Bees can only survive about 3 weeks without a queen. If they are unsuccessful in raising a new queen on the first try, they will be in very severe danger of dying. After about 3 weeks without a queen a hive will begin producing laying workers See: Laying Worker. Laying workers can only produce drones- which are useless to the hive.
Hopefully, when you discover your hive is queenless it will have been less than two weeks.
What to do…
There are several different clues that will tell you how long the hive has been without a queen. If there is still some young brood it will have been less than a week and a half.
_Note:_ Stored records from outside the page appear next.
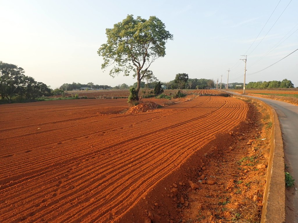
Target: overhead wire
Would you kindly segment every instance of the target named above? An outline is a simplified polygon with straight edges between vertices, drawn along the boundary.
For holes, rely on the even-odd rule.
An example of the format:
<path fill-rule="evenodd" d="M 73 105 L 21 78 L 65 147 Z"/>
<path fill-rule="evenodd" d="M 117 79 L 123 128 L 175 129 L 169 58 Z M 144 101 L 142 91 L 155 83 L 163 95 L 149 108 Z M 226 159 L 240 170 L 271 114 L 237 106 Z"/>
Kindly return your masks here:
<path fill-rule="evenodd" d="M 274 25 L 275 25 L 275 23 L 276 23 L 276 22 L 277 22 L 277 21 L 278 21 L 278 20 L 279 20 L 279 18 L 280 18 L 280 16 L 281 16 L 281 15 L 283 15 L 283 13 L 284 12 L 285 12 L 285 10 L 287 9 L 287 8 L 289 6 L 289 4 L 290 4 L 290 3 L 291 3 L 291 1 L 292 1 L 292 0 L 291 0 L 291 1 L 290 1 L 290 2 L 289 2 L 289 4 L 288 4 L 288 5 L 287 5 L 287 6 L 286 6 L 286 7 L 285 7 L 285 9 L 284 9 L 284 10 L 283 11 L 283 12 L 282 12 L 282 13 L 281 13 L 281 14 L 280 14 L 280 15 L 279 16 L 279 17 L 278 17 L 278 18 L 277 18 L 277 19 L 276 20 L 276 21 L 275 21 L 275 23 L 274 23 L 274 24 L 273 24 L 273 25 L 272 25 L 272 26 L 271 26 L 271 28 L 270 28 L 270 29 L 269 29 L 269 30 L 268 31 L 268 32 L 267 32 L 267 33 L 266 34 L 266 35 L 265 35 L 265 36 L 264 36 L 264 37 L 263 37 L 263 39 L 262 39 L 262 40 L 261 40 L 261 41 L 260 41 L 260 43 L 258 43 L 258 45 L 256 45 L 256 47 L 255 47 L 255 48 L 254 48 L 254 49 L 253 49 L 253 50 L 252 50 L 252 51 L 251 51 L 251 52 L 250 52 L 250 53 L 249 53 L 249 55 L 250 55 L 250 54 L 252 54 L 252 52 L 253 52 L 253 51 L 254 51 L 254 50 L 255 50 L 255 49 L 256 49 L 256 48 L 257 48 L 257 47 L 258 47 L 258 46 L 259 46 L 259 45 L 260 45 L 260 43 L 262 43 L 262 41 L 263 41 L 263 39 L 264 39 L 264 38 L 265 38 L 265 37 L 266 37 L 266 36 L 267 36 L 267 34 L 268 34 L 268 33 L 269 33 L 269 32 L 270 32 L 270 31 L 271 30 L 271 29 L 272 29 L 272 28 L 274 26 Z"/>
<path fill-rule="evenodd" d="M 272 51 L 273 50 L 274 50 L 274 49 L 276 49 L 280 45 L 280 44 L 281 44 L 282 43 L 284 42 L 285 42 L 285 40 L 287 40 L 289 38 L 289 37 L 290 37 L 292 35 L 293 35 L 294 33 L 295 33 L 296 32 L 297 32 L 297 30 L 298 30 L 298 29 L 297 29 L 296 30 L 295 30 L 295 31 L 294 31 L 294 32 L 293 32 L 292 33 L 292 34 L 291 34 L 291 35 L 290 35 L 288 37 L 287 37 L 283 41 L 283 42 L 282 42 L 281 43 L 280 43 L 278 45 L 277 45 L 277 44 L 278 44 L 278 43 L 280 42 L 283 40 L 283 39 L 284 38 L 285 38 L 285 37 L 286 36 L 286 35 L 288 35 L 289 33 L 290 33 L 290 32 L 291 32 L 291 31 L 292 31 L 292 30 L 293 30 L 293 29 L 297 25 L 298 25 L 298 23 L 297 23 L 297 24 L 296 24 L 296 26 L 294 26 L 294 27 L 293 27 L 293 28 L 292 28 L 292 29 L 291 29 L 291 30 L 290 30 L 290 31 L 288 32 L 287 34 L 286 34 L 285 35 L 285 36 L 283 37 L 278 42 L 277 42 L 277 43 L 276 44 L 275 44 L 275 45 L 274 45 L 274 46 L 273 46 L 270 50 L 269 50 L 268 51 L 267 51 L 267 52 L 266 54 L 264 54 L 263 56 L 262 56 L 262 57 L 261 57 L 260 58 L 260 59 L 259 59 L 257 60 L 255 62 L 254 62 L 253 64 L 252 64 L 251 65 L 251 66 L 252 66 L 253 65 L 254 65 L 255 64 L 257 63 L 258 62 L 259 62 L 259 61 L 260 60 L 261 60 L 262 59 L 263 59 L 264 57 L 265 57 L 265 56 L 266 56 L 267 55 L 268 55 L 271 52 L 272 52 Z"/>
<path fill-rule="evenodd" d="M 265 27 L 265 26 L 266 26 L 266 24 L 267 24 L 267 23 L 268 22 L 268 21 L 269 21 L 269 20 L 270 19 L 270 18 L 271 18 L 271 16 L 272 16 L 272 15 L 273 14 L 273 12 L 274 12 L 274 11 L 276 9 L 276 8 L 277 8 L 277 6 L 278 6 L 278 5 L 280 4 L 280 1 L 281 1 L 281 0 L 280 0 L 280 1 L 278 2 L 278 3 L 277 3 L 277 4 L 276 5 L 276 6 L 275 7 L 275 8 L 274 9 L 274 10 L 273 10 L 273 11 L 272 12 L 272 13 L 271 13 L 271 15 L 270 15 L 270 16 L 269 17 L 269 18 L 268 19 L 268 20 L 267 20 L 267 21 L 266 22 L 266 23 L 265 23 L 265 24 L 264 25 L 264 26 L 263 26 L 263 28 L 262 28 L 262 29 L 261 30 L 261 31 L 260 31 L 260 32 L 259 33 L 259 34 L 258 34 L 257 36 L 257 37 L 256 37 L 256 38 L 254 39 L 254 42 L 253 42 L 252 43 L 252 44 L 250 45 L 250 46 L 248 48 L 248 49 L 247 51 L 246 51 L 246 52 L 245 52 L 245 53 L 244 53 L 245 55 L 246 54 L 246 53 L 249 50 L 249 49 L 250 49 L 250 48 L 252 47 L 252 46 L 253 45 L 254 43 L 254 42 L 255 42 L 257 38 L 258 37 L 259 37 L 259 36 L 261 34 L 261 33 L 262 32 L 262 31 L 263 31 L 263 29 L 264 29 L 264 27 Z"/>
<path fill-rule="evenodd" d="M 256 74 L 256 73 L 259 73 L 259 72 L 260 72 L 261 71 L 263 71 L 263 70 L 266 70 L 266 69 L 267 69 L 267 68 L 268 68 L 269 67 L 271 67 L 271 66 L 273 66 L 273 65 L 274 65 L 274 64 L 276 64 L 276 63 L 278 63 L 278 62 L 279 62 L 280 61 L 281 61 L 281 60 L 283 60 L 283 59 L 285 59 L 285 58 L 286 57 L 287 57 L 288 56 L 290 56 L 290 55 L 291 55 L 291 54 L 293 54 L 293 53 L 294 53 L 294 52 L 296 52 L 296 51 L 297 51 L 297 50 L 298 50 L 298 49 L 297 49 L 296 50 L 295 50 L 294 51 L 293 51 L 292 52 L 292 53 L 290 53 L 290 54 L 288 54 L 288 55 L 287 55 L 287 56 L 285 56 L 285 57 L 284 57 L 283 58 L 282 58 L 282 59 L 280 59 L 280 60 L 279 60 L 279 61 L 277 61 L 276 62 L 275 62 L 275 63 L 273 63 L 273 64 L 271 64 L 271 65 L 270 65 L 270 66 L 268 66 L 268 67 L 266 67 L 266 68 L 264 68 L 263 69 L 262 69 L 262 70 L 259 70 L 259 71 L 257 71 L 256 72 L 254 72 L 254 73 L 249 73 L 249 74 L 246 74 L 246 76 L 249 76 L 249 75 L 252 75 L 253 74 Z"/>

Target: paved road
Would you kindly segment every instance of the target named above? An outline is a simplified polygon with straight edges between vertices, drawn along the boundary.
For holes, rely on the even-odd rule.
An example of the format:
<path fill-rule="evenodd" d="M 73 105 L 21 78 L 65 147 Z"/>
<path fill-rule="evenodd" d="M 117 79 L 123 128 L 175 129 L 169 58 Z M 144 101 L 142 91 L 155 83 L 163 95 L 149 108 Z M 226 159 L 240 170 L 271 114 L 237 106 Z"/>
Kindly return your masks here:
<path fill-rule="evenodd" d="M 298 187 L 298 106 L 271 99 L 246 96 L 263 101 L 276 112 L 282 134 L 285 162 L 292 169 L 291 175 L 295 179 L 295 186 Z M 298 191 L 294 191 L 292 207 L 295 210 L 291 217 L 298 222 Z"/>

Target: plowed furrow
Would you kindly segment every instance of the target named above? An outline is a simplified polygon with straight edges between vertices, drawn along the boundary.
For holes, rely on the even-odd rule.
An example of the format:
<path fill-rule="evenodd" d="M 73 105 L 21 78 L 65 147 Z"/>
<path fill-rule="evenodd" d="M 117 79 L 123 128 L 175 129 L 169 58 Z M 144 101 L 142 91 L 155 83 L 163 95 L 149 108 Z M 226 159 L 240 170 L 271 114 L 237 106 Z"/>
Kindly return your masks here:
<path fill-rule="evenodd" d="M 78 107 L 77 102 L 67 106 Z M 15 126 L 13 139 L 1 141 L 1 146 L 11 149 L 0 149 L 0 219 L 5 222 L 21 218 L 24 222 L 42 218 L 113 222 L 217 133 L 244 120 L 248 110 L 234 98 L 204 97 L 150 112 L 103 117 L 92 114 L 95 107 L 100 110 L 98 105 L 83 102 L 77 109 L 63 103 L 55 110 L 51 108 L 55 103 L 38 109 L 14 107 L 13 116 L 21 112 L 25 118 L 32 109 L 49 117 L 61 113 L 65 119 L 45 123 L 43 131 L 31 135 Z M 82 118 L 64 115 L 88 110 Z M 6 128 L 1 134 L 11 131 Z"/>

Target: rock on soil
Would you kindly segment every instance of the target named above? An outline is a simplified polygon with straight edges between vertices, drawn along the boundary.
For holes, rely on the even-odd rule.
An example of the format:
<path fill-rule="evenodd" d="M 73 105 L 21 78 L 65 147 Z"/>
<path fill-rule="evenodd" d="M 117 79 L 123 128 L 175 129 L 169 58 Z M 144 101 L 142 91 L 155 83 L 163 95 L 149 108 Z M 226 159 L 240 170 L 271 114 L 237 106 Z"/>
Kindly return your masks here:
<path fill-rule="evenodd" d="M 151 101 L 145 101 L 141 102 L 138 105 L 131 107 L 126 112 L 128 114 L 135 114 L 136 113 L 148 112 L 153 109 L 156 109 L 160 106 L 155 102 Z"/>

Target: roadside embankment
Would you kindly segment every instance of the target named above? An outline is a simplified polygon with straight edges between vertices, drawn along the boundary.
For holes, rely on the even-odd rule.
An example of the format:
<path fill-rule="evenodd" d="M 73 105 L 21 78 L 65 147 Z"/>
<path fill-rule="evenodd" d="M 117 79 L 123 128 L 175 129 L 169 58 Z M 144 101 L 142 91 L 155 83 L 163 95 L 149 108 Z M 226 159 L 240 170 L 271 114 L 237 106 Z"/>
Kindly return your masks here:
<path fill-rule="evenodd" d="M 266 109 L 272 122 L 270 151 L 264 192 L 261 223 L 284 222 L 285 221 L 285 163 L 281 131 L 274 109 L 258 99 L 240 95 L 234 97 L 249 100 Z"/>

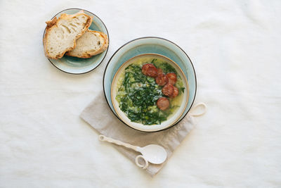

In this case, if you can simply give the hive a new queen you will (probably) be fine. The problem arises when you can not find a supplier for a queen. Don’t despair though! you still have a few more options. You can let them raise their own queen. This has about an 80-90% success rate. However, your hive’s growth will be severely stunted. If you are able, give them some frames of brood. A hive loses roughly 1% of its population every day. If there is no new brood emerging the population can decline very quickly.
Another option is to combine the failing hive in with another hive. You still lose a hive, but all those bees live (so it is not a complete loss). Who knows, you might be able to split the combined hives later in the year if you can get access to some queens!
If you are able to get ahold of a queen, or you decide to let them raise their own, it is also very helpful to give them some fresh brood covered in bees. This will help hold them over until the new queen can start laying.